昨日、この病院へ向かう途中に街中で見かけた、あの黄色い燕尾服の青年だった。
????『学園都市の皆様、はじめまして。訳あって名乗れませんので、我輩のことはご自由にお呼び下さい』
青年が話し始める。
土御門元春「名乗れない、か……。仮名として“スミス”と呼称するが、構わないな?」
一方通行「………勝手にしろ」
一方通行は青年の声に耳を傾ける。
スミス『この映像を見ている方々の中で、何人かの参加者にはメールを送らせていただきました。メールを受け取っていない方々には関係がありませんので、この映像は無視していただいても構いません』
この状況下で、無視できる人はいるのだろうか……。
学園都市中が注目する中、青年は気にせず説明を続けた。
スミス『現在の参加者は100人。そして、今から予選を行いますので、見事クリアーした者だけが、本選のゲームに出場できます』
一方通行「なンだと……。何を言ってやがる……」
土御門元春「どうやらスミスは、俺たちとゲームをして遊ぶ気らしいな」
今から予選が始まり、残ったの者だけで本選を行う。
青年は、そう言っているようだった。
スミス『メールを受信した方々。まずはメールを送ります。そこに書いてあることを、一時間以内にクリアーしてください。クリアーできた場合は我輩がメールを送ります。クリアーできなかった場合は……』
予選開始と共に、青年の姿が画面から消える。
それと同時に、液晶画面に一時間のカウントダウンが映し出された。
刻々と“残り00分”の表示を目指しながら、カウントダウンは刻まれていく。
現在“残り59分”。
病室の白井は、窓の外の飛行船から目を離し、横で眠る美琴を見た。
白井黒子「お姉様……。理解、できまして?」
御坂美琴「…………」
コクリ、と美琴は頷いた。
白井と美琴は、同時に自分の携帯を開くと、同時に受信されたメール文を読む。
白井黒子「“099番様。
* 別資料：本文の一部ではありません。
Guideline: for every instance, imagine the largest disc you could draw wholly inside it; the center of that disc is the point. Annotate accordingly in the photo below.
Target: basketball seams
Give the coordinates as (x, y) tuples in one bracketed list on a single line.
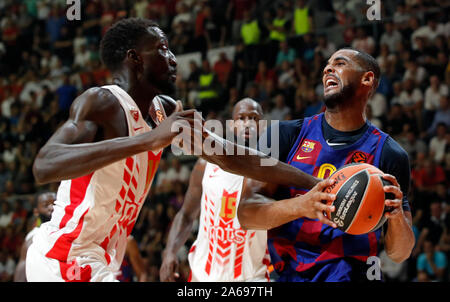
[(361, 201)]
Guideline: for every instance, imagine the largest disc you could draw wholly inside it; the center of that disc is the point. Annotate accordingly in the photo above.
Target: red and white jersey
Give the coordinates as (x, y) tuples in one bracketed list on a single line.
[(223, 251), (94, 214)]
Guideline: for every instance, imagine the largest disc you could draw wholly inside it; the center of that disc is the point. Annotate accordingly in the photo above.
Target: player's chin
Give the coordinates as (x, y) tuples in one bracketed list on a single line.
[(168, 87)]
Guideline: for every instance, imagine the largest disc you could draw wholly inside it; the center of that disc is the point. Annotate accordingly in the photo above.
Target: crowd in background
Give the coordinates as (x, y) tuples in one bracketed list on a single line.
[(281, 48)]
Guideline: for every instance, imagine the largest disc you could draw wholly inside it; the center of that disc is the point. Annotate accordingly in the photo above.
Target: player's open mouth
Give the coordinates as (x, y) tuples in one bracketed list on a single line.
[(331, 83)]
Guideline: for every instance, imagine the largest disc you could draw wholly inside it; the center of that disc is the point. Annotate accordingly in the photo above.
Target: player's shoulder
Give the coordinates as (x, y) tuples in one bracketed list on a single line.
[(290, 128), (94, 103), (292, 124), (392, 149)]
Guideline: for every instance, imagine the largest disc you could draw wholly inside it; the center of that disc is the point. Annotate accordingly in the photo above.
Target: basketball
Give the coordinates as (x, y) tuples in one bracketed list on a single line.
[(161, 107), (359, 203)]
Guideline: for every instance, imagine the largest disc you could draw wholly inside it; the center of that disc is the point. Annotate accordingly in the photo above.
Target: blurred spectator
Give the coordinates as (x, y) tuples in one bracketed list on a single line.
[(411, 99), (364, 42), (250, 31), (429, 31), (264, 73), (222, 68), (6, 214), (303, 18), (183, 16), (208, 89), (433, 94), (396, 119), (280, 111), (441, 116), (7, 266), (392, 271), (285, 54), (438, 143), (429, 176), (66, 93), (325, 47), (390, 37), (369, 115), (415, 72), (412, 144), (379, 105), (431, 264), (314, 105), (235, 13)]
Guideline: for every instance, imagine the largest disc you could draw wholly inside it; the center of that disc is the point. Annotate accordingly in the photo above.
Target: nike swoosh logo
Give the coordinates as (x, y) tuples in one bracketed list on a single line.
[(335, 144)]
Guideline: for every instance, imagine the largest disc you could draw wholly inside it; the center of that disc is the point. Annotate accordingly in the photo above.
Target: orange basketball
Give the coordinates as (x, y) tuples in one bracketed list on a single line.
[(359, 203)]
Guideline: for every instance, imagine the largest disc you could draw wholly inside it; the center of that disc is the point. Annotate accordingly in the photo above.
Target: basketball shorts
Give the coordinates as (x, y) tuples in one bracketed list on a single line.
[(40, 268)]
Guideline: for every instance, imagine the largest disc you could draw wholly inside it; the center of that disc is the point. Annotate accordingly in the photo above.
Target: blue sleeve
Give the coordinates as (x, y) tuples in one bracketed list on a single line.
[(279, 138), (421, 262), (440, 260), (395, 161)]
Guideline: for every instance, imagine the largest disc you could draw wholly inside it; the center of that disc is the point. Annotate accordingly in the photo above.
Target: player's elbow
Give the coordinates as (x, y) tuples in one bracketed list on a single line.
[(39, 174), (243, 217), (42, 175), (401, 255)]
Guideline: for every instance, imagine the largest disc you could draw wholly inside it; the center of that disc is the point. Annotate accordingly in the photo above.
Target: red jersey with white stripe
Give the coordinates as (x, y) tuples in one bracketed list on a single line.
[(94, 214), (223, 251)]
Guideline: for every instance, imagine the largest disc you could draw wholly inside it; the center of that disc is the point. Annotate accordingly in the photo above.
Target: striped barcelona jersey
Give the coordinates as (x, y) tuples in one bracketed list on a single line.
[(223, 251), (306, 247), (94, 214)]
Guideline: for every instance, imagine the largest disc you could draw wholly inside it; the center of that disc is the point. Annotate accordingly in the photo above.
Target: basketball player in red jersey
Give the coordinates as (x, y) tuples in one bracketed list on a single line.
[(303, 245), (106, 156), (222, 252)]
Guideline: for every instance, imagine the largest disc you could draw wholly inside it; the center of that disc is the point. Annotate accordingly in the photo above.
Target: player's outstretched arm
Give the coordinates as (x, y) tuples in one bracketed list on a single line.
[(96, 135), (182, 224), (399, 239), (258, 212), (19, 273), (136, 259), (250, 164)]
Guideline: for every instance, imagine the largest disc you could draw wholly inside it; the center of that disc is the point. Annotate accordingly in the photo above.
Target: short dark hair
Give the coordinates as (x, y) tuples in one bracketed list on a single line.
[(367, 62), (121, 37)]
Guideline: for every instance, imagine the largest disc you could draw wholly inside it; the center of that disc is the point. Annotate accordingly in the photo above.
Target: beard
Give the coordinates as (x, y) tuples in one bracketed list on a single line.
[(345, 94), (44, 218)]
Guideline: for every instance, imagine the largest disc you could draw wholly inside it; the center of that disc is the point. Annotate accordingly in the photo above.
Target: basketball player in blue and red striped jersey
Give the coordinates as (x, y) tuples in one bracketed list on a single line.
[(304, 245)]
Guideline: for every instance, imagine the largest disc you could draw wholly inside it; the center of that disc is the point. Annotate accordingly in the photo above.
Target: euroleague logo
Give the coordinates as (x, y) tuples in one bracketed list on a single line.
[(159, 115), (339, 178)]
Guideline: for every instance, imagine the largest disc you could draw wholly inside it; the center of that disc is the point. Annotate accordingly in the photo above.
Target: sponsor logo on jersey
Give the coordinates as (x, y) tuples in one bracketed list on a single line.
[(308, 146)]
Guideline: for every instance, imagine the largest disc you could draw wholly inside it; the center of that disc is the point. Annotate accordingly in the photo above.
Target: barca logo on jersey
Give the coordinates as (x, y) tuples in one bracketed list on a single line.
[(135, 114), (308, 152), (359, 157), (308, 146)]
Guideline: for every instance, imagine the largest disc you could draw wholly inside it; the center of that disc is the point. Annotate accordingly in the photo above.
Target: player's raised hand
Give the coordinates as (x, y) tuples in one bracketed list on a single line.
[(315, 203), (395, 203)]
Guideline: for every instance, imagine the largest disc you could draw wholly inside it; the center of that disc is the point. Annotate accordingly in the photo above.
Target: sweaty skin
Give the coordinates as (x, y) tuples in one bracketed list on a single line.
[(257, 210)]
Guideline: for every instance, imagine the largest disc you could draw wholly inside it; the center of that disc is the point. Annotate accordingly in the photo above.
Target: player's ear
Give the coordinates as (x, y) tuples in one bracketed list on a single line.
[(133, 57)]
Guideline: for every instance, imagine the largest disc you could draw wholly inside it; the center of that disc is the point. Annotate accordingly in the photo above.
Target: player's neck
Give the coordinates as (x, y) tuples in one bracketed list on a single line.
[(141, 94), (346, 120)]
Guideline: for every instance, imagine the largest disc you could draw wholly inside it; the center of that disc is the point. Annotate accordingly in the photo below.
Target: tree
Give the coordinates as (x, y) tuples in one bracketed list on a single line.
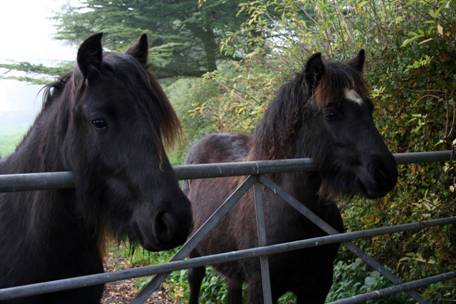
[(185, 35)]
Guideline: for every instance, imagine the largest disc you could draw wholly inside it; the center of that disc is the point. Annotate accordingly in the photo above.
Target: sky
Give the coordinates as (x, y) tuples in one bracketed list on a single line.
[(27, 32)]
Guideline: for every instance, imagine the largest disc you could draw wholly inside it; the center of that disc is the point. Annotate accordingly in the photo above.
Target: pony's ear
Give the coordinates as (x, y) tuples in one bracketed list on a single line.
[(358, 62), (90, 55), (314, 70), (140, 49)]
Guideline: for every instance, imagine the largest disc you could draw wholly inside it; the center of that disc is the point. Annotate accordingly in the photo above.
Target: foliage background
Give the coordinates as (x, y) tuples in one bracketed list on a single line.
[(411, 69)]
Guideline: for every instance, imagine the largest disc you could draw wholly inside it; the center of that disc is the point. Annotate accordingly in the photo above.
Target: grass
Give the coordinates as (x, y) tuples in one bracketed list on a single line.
[(9, 141)]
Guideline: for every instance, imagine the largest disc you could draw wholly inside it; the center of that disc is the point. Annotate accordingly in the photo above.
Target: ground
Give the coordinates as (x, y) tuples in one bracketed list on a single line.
[(123, 292)]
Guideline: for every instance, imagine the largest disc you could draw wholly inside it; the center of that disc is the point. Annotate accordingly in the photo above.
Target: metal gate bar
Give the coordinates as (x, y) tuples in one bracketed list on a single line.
[(58, 180), (101, 278), (397, 288), (194, 240), (262, 241)]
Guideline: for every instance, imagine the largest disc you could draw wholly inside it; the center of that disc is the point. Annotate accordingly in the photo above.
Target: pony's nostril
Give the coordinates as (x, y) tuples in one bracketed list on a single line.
[(165, 227)]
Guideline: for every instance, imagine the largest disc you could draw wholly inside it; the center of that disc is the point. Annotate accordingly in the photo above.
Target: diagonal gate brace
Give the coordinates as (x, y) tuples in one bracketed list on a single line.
[(311, 216)]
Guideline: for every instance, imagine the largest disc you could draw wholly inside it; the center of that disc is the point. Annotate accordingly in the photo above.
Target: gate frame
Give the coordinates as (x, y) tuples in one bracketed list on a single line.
[(254, 170)]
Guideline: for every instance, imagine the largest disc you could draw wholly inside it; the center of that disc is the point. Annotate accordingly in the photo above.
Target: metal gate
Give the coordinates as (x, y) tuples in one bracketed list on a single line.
[(255, 171)]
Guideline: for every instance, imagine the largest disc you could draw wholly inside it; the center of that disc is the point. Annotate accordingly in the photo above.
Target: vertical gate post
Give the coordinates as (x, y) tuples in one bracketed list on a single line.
[(262, 241)]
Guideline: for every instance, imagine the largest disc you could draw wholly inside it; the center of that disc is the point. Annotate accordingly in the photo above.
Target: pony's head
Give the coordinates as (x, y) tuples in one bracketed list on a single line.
[(325, 113), (119, 119), (349, 151)]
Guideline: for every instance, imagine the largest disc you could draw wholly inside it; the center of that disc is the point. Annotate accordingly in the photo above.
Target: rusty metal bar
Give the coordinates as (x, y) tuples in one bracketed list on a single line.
[(58, 180), (101, 278)]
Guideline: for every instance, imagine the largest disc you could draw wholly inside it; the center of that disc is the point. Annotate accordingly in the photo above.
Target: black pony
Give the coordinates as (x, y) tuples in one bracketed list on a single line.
[(323, 113), (105, 122)]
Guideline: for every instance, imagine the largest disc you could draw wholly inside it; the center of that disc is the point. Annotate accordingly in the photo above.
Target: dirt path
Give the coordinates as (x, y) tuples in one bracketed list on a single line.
[(123, 292)]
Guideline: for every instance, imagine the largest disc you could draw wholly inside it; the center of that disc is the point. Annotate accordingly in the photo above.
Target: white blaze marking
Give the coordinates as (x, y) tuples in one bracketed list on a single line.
[(352, 95)]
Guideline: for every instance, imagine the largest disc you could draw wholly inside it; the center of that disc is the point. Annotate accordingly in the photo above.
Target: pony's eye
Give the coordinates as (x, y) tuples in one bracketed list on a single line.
[(99, 123)]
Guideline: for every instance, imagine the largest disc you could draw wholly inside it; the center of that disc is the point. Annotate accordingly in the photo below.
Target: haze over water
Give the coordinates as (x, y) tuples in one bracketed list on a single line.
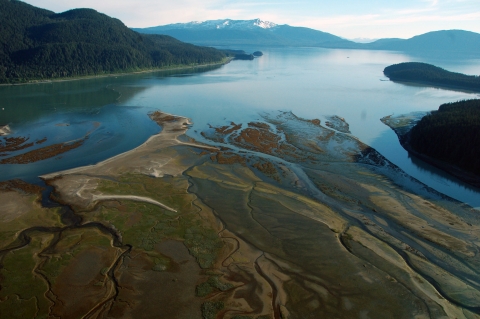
[(310, 82)]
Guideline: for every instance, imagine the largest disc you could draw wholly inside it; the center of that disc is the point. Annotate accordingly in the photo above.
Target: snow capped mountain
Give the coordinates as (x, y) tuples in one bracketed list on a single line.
[(251, 32), (221, 24)]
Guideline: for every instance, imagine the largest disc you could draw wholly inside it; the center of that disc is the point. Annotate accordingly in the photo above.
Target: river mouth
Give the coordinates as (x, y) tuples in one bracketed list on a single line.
[(280, 216), (254, 213)]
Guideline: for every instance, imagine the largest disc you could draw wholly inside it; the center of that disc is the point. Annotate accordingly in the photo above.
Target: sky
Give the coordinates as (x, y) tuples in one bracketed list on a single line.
[(351, 19)]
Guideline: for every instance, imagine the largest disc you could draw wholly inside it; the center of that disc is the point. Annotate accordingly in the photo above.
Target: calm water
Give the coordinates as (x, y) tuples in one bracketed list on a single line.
[(311, 82)]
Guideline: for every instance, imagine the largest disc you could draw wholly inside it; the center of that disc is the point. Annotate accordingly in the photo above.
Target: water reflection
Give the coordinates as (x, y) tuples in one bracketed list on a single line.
[(310, 82)]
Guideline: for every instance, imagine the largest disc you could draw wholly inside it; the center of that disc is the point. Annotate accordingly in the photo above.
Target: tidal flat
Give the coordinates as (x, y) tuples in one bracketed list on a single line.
[(280, 218)]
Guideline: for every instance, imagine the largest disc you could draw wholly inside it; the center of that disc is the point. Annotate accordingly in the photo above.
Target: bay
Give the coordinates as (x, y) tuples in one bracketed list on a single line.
[(310, 82)]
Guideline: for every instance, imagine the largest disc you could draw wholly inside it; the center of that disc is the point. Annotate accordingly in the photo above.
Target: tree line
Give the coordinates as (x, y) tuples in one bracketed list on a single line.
[(39, 44), (423, 72), (451, 134)]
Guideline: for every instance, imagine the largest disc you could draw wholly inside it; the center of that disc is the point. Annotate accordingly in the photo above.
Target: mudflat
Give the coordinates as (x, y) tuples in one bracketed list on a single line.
[(284, 218)]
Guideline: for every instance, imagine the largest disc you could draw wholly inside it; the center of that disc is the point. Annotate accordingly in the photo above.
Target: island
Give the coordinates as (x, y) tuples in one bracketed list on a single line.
[(423, 73), (448, 138)]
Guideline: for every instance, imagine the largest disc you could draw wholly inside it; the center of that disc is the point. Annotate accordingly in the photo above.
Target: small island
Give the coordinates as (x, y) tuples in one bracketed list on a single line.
[(417, 72), (448, 138)]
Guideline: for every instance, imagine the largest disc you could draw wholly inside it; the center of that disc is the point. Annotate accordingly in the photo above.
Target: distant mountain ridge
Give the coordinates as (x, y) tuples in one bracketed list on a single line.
[(260, 32), (244, 32)]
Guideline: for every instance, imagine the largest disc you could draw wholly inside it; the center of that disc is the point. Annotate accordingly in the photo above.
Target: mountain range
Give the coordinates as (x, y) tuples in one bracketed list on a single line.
[(258, 32), (40, 44)]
セブンスミストにて下着を購入すること”……。これが予選ですの?」
御坂美琴「…………」
美琴の携帯には、こう表示されていた。
〈名無し〉
≪予選開始≫
:013番様。
一回以上、能力を使ってください:
御坂美琴「…………」
美琴は、右手にバチバチと電気を発生させた。
その瞬間に、クリアーメールを受信した音が病室内に響く。
本選に出場することよりも、クリアーできなかった場合のことを考える方が、今の美琴は恐怖だった。